Millions of baby Olive Ridley sea turtles crawled towards the Bay of Bengal after emerging from eggshells along Odisha’s Rushikulyabeach in Ganjam district, recording one of the most successful mass nesting and hatchings in past few decades.

This year, the Rushikulya beach has hosted 6.37 lakh turtles — highest ever congregation — due to favourable weather conditions from February 23 to March 3. Usually mass nesting takes place for three to four days. However, turtles had come to lay their eggs over a period of nine days this year. After laying eggs, they had disappeared into the sea.

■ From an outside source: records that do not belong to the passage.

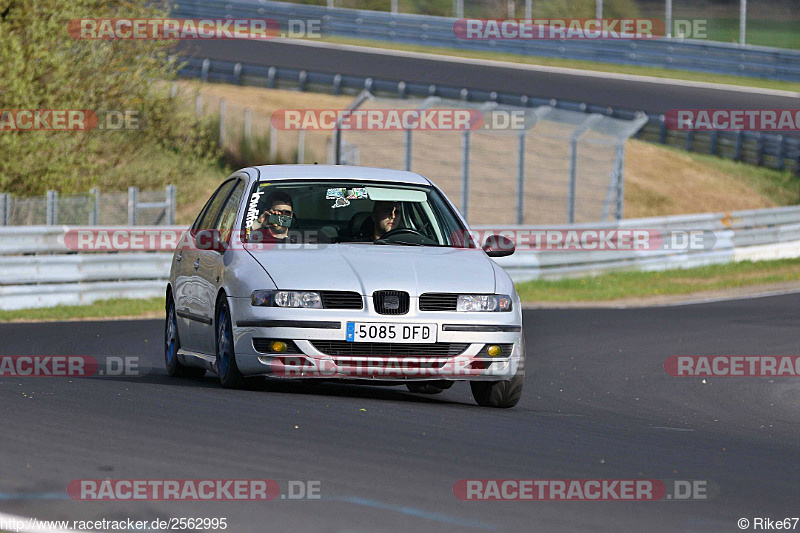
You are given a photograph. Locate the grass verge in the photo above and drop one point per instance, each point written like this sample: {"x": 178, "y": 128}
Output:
{"x": 633, "y": 284}
{"x": 605, "y": 287}
{"x": 574, "y": 63}
{"x": 114, "y": 308}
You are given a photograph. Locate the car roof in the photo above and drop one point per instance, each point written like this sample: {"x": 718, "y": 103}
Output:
{"x": 338, "y": 172}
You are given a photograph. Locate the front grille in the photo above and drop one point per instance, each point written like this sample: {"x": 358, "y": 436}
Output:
{"x": 389, "y": 349}
{"x": 438, "y": 301}
{"x": 341, "y": 300}
{"x": 262, "y": 345}
{"x": 391, "y": 302}
{"x": 505, "y": 350}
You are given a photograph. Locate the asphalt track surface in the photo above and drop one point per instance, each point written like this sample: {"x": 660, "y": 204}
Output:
{"x": 598, "y": 405}
{"x": 653, "y": 97}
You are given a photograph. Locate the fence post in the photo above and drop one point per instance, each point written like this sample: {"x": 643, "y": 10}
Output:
{"x": 759, "y": 149}
{"x": 521, "y": 178}
{"x": 247, "y": 127}
{"x": 222, "y": 122}
{"x": 52, "y": 208}
{"x": 573, "y": 178}
{"x": 273, "y": 144}
{"x": 781, "y": 152}
{"x": 170, "y": 205}
{"x": 301, "y": 146}
{"x": 5, "y": 209}
{"x": 133, "y": 201}
{"x": 713, "y": 143}
{"x": 737, "y": 154}
{"x": 407, "y": 151}
{"x": 619, "y": 211}
{"x": 94, "y": 216}
{"x": 465, "y": 146}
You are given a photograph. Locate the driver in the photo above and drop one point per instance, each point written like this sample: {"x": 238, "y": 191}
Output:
{"x": 385, "y": 216}
{"x": 278, "y": 203}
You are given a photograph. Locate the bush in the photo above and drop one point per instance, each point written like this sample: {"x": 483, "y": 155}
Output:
{"x": 45, "y": 68}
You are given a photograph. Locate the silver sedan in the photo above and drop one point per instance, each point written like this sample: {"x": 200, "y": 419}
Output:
{"x": 340, "y": 272}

After 50 days, baby turtles have emerged from eggs themselves, without mother turtles and started their journey towards unknown destination using vast sea water route.

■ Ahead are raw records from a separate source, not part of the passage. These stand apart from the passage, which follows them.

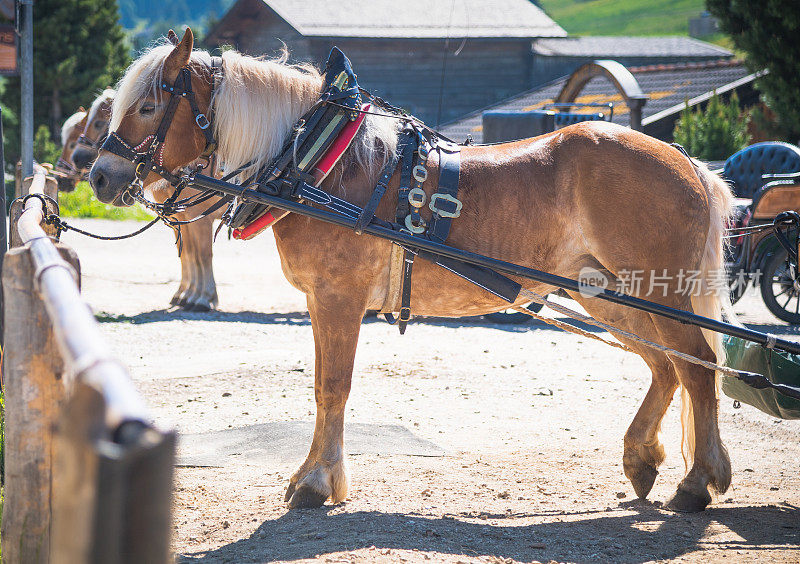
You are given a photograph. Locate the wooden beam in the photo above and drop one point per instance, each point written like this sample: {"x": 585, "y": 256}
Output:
{"x": 34, "y": 393}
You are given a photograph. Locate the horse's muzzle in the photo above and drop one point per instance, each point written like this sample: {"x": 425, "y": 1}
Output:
{"x": 82, "y": 157}
{"x": 110, "y": 178}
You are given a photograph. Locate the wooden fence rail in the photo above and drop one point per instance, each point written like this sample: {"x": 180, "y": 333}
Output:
{"x": 87, "y": 477}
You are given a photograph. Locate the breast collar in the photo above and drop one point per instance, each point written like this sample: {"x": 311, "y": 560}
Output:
{"x": 148, "y": 155}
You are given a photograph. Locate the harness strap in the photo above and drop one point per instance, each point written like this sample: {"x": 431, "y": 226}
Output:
{"x": 405, "y": 183}
{"x": 405, "y": 297}
{"x": 380, "y": 188}
{"x": 444, "y": 203}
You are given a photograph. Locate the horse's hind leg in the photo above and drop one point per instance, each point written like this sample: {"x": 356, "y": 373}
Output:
{"x": 710, "y": 465}
{"x": 336, "y": 323}
{"x": 643, "y": 452}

“This year, mass nesting and hatching have been smooth. There was no adverse weather condition that could have hampered the nesting and hatching processes. On part of the forest department, we have provided best possible protection for turtles to lay eggs and prevent damage of eggs during their incubation period,” said Sunny Khokkar, Berhampur Divisional Forest Officer.

Generally, an Olive Ridley turtle lays 100-150 eggs in a cavity created by them with their front flippers. They scoop out sand for hours to create the void. After laying eggs at one go, these creatures cover it again with sand. Before sunrise, the turtles return to the sea, leaving behind the eggs to hatch after 40-60 days. Sometime, a turtle lays eggs in a pit at a place which was previously used by another turtle, leading to loss of thousands of eggs.

The Rushikulya beach is a unique phenomenon, which is not a wildlife sanctuary, yet turtles feel safe to carry out mass nesting. Baby turtles started coming out from egg shells from the second week of April this year.

“Residents of nearby villages such as Purunabandh, Gokharkud and Padampeta under Panibandh panchayat treat turtles as their guests. Baby turtles, those who travel in the opposite direction of the sea, are helped by villagers to find their way to sea water,” said Rabindra Nath Sahu, Secretary of Rushikulya Sea Turtle Protection Committee.

Mr. Sahu said a record number of hatchlings might have entered the sea this year as 6.37 lakh turtles had laid eggs. “The forest department and villagers kept close a watch on hatching so that dogs, hyenas and other natural predators cannot destroy eggs and hatchlings,” he said.

However, Mr. Sahu pointed out that, “high power lights used by an industry nearby, and Huma and Ganjam towns disorient baby turtles. Instead of going towards the sea, they move towards villages. There must be some sort of regulation about usage of high power street lights.”